I've told my husband how I feel, and he states that he's will to try because he doesn't want to lose me. We're still friends, of course, but I really don't love him like a wife should. So what do we do? Stay together for the sake of the kids or go our separate ways?
— Jacqueline
Dear Jacqueline:
I can understand your frustration, but I'd encourage you to back up a bit. When you made your wedding vows, did you promise to stay with your husband "until my feelings change?" Did you write an "escape clause" into your marriage contract that gave you permission to bail out on your relationship if and when you "fell out of love?"
Marriage — and love for that matter — is about so much more than feelings. Our modern culture tells us that marriage is about "self-actualization" and "getting our needs met." But from a Christian perspective, marriage is based on commitment, self-sacrifice and putting our spouse's needs ahead of our own.
Although feelings are important, they tend to change over the course of a marriage. Rather than making a decision to end your relationship based on your emotions, I'd encourage you to use them as a guide.
Your feelings are telling you that your marriage lacks excitement and intimacy. But unless you are in an arranged marriage, it's likely that you were once very much in love with your husband. I'd encourage you to pull out some old photo albums from the days when you were dating, engaged and first married. As you look at the pictures of the two of you together, it's likely that you will recall some of the tender, romantic feelings you once had for your husband.
It's likely that those feelings changed over time because you haven't been intentional about keeping your marriage vital and alive. Relationships, like cars, need regular maintenance. Without it, engines fail — and couples grow apart.
Another marriage-destroyer is a "child-centered" parenting philosophy, which has become very popular in recent years. When kids come along, many couples begin place all the emphasis on their roles as "mom" and "dad," and very little on their roles as "husband" and "wife."
Some women, especially those with less-expressive husbands, tend to put all of their emotional energy into their relationship with their kids during the child-rearing years. By the time their kids enter their teens or go off to college, the couple has drifted so far apart that they barely seem to know each other anymore.
In your case, the good news is that your husband is willing to work on the relationship. Many women who've been married for 20 years would kill for a husband like that. Now you need to ask yourself — are you willing to work on the marriage? If so, the best place to start is by seeing an experienced marriage and family therapist. He or she can help get your marriage back on track, and believe it or not, you may find that feelings you thought were gone forever are beginning to return.
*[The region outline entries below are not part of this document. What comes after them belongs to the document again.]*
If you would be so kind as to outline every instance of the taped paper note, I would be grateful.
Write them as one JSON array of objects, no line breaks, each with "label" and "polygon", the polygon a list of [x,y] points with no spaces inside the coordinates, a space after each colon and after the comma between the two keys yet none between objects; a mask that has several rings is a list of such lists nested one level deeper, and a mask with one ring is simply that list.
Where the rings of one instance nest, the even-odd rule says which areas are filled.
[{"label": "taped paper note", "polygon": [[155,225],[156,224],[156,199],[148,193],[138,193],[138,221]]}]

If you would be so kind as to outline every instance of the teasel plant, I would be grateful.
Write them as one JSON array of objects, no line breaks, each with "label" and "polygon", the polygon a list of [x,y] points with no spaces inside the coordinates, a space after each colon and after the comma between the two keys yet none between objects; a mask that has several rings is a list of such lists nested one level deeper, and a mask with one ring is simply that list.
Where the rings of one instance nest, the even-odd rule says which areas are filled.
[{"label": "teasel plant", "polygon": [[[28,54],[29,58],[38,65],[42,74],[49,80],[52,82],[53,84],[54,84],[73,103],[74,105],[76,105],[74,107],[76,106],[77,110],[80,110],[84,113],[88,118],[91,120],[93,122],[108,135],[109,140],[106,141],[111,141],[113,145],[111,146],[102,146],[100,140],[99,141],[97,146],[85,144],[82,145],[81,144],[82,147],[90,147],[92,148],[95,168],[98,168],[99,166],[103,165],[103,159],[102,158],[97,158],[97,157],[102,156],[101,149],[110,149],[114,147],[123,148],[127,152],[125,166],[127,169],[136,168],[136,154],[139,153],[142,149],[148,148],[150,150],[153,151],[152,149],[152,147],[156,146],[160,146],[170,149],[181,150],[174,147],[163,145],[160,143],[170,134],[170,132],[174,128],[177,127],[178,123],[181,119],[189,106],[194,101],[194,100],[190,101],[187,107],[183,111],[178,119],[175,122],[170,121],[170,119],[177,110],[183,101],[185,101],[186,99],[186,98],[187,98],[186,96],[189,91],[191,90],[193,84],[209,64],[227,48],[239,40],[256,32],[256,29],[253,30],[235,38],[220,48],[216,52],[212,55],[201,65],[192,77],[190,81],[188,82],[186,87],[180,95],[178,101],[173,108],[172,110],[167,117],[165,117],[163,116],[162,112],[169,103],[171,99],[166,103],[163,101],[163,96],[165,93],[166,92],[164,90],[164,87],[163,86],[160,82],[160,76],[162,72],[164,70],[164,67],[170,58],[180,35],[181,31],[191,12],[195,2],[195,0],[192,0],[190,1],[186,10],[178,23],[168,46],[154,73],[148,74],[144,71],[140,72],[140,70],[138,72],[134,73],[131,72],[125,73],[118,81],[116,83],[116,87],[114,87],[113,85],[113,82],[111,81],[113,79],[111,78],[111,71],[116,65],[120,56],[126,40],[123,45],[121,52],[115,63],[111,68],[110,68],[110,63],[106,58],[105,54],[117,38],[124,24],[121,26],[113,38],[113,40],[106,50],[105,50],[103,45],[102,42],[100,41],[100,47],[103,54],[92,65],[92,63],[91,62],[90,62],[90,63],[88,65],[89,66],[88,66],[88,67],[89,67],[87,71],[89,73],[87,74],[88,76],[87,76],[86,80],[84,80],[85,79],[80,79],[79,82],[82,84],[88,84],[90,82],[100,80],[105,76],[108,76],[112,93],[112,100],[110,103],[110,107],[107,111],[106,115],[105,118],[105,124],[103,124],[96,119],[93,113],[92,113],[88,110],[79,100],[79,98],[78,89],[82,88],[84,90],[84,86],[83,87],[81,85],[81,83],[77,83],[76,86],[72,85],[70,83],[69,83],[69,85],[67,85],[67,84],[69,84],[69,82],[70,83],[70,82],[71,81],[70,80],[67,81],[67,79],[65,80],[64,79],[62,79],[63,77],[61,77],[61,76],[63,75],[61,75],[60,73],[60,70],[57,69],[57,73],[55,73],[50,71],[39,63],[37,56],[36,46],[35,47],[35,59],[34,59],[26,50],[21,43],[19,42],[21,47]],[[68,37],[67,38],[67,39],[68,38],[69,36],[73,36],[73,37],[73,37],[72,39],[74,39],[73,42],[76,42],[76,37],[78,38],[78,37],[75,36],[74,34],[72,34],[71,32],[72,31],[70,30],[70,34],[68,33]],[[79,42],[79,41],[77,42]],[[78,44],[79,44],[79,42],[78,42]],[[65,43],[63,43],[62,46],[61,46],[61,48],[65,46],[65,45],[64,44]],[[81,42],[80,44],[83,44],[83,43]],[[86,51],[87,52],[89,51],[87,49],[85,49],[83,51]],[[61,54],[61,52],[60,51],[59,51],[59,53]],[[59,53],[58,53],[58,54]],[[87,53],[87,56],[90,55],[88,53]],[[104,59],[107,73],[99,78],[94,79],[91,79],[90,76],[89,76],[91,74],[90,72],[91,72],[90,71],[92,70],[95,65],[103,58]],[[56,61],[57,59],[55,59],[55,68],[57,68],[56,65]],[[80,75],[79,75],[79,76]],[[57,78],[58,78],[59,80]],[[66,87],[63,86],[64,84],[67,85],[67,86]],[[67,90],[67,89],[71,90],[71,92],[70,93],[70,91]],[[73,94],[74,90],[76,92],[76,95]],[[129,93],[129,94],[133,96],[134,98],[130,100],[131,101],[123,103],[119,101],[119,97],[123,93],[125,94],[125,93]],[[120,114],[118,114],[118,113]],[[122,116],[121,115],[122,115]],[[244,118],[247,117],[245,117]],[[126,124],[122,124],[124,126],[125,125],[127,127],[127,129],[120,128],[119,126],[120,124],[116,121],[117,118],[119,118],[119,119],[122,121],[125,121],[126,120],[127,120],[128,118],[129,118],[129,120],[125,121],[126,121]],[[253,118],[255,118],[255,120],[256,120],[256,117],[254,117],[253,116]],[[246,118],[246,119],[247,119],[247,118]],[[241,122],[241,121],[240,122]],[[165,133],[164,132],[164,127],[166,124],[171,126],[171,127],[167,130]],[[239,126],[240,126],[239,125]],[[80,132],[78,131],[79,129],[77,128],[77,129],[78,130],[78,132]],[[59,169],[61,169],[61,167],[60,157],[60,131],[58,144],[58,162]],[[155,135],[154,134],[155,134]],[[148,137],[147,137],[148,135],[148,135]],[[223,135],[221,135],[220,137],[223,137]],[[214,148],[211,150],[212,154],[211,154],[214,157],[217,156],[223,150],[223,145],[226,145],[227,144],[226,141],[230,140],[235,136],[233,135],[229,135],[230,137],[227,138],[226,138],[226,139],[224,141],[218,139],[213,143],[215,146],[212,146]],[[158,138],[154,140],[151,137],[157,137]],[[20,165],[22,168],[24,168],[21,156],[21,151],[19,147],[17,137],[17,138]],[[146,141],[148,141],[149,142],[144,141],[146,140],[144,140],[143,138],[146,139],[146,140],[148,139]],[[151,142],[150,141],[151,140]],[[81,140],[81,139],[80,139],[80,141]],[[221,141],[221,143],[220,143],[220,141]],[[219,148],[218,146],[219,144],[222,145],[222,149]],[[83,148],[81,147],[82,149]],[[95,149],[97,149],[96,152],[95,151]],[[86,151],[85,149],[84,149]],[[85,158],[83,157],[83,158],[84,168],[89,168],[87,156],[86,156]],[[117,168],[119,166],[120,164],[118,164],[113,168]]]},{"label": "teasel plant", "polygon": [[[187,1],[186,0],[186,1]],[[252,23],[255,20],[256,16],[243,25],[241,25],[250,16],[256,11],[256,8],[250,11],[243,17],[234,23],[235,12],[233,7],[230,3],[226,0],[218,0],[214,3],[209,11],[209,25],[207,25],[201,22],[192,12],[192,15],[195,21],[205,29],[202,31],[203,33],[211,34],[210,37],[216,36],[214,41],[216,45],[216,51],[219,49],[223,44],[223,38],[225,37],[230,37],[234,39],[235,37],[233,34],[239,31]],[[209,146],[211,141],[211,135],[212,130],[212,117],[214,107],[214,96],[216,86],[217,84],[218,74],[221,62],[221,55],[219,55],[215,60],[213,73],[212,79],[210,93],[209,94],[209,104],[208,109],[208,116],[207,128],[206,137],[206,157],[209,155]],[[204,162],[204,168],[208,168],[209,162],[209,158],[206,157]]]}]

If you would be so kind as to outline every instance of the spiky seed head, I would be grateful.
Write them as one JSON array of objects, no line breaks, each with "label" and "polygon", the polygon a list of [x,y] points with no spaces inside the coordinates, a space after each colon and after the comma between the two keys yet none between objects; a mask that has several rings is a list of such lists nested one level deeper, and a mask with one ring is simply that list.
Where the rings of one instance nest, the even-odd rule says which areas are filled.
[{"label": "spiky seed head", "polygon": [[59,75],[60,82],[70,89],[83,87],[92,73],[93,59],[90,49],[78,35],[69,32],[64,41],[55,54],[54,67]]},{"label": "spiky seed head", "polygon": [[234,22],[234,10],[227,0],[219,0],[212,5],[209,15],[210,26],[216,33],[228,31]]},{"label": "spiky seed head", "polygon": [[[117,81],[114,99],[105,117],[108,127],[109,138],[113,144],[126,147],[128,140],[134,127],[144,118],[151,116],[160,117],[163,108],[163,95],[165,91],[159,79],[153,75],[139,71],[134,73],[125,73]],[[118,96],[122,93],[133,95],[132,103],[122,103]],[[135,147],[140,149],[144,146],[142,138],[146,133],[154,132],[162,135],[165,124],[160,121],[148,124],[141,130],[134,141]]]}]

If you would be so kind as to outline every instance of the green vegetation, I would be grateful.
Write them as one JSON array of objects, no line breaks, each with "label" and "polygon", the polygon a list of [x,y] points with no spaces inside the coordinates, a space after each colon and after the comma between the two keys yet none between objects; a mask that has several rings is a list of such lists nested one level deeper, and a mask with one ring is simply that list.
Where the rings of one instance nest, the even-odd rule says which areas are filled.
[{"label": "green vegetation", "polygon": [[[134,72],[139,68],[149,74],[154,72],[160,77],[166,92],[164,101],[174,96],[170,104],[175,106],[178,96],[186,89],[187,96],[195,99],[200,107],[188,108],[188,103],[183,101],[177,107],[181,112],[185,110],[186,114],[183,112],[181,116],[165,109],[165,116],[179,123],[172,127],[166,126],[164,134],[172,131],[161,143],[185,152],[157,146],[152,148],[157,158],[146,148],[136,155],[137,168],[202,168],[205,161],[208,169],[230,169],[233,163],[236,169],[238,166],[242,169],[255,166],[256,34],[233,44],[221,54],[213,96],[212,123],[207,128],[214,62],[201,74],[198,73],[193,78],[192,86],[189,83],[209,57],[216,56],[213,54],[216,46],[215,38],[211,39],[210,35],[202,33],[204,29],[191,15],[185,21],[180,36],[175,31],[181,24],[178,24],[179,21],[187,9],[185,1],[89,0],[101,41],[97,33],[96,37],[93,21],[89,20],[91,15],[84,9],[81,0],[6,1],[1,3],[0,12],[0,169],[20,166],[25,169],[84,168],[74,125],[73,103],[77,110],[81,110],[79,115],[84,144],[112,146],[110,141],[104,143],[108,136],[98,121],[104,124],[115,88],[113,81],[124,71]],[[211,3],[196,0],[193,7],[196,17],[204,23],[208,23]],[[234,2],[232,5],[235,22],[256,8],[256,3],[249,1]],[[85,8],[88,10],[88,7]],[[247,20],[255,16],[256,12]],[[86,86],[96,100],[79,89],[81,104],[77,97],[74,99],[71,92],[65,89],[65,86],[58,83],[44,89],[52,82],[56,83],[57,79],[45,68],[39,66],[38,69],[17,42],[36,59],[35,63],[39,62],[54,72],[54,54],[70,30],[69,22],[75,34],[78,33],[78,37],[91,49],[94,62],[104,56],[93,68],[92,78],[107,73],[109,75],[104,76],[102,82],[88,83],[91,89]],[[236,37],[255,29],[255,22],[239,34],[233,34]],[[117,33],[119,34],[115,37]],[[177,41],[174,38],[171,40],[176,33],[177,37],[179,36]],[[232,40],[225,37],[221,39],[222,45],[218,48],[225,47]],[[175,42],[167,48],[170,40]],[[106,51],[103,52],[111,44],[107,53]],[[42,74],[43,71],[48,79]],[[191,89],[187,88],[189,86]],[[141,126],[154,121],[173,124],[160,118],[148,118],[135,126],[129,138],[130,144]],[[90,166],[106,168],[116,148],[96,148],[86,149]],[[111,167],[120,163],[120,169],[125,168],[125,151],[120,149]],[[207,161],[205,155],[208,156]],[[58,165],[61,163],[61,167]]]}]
I know of many couples who have been in your situation but made a commitment to save their marriage and enter therapy. They would tell you that their marriage is more healthy, vital and intimate now than it ever was during their first 20 years of marriage.
I'd encourage you to contact our counseling department here at Focus on the Family. One of our compassionate counselors would be glad to talk to you about your situation and then refer you to a licensed Christian therapist in your area. You can reach our counseling department Monday through Friday from 8:00 a.m. to 4:30 p.m. (Mountain Time) at 1-800-A-FAMILY (1-800-232-6459).
I'd also encourage you to obtain the book The Power of Commitment by psychologist and marriage expert Scott Stanley. Read it by yourself, and then read it again with your husband, and do the exercises Stanley recommends at the end of each chapter. You can order the book through most online booksellers.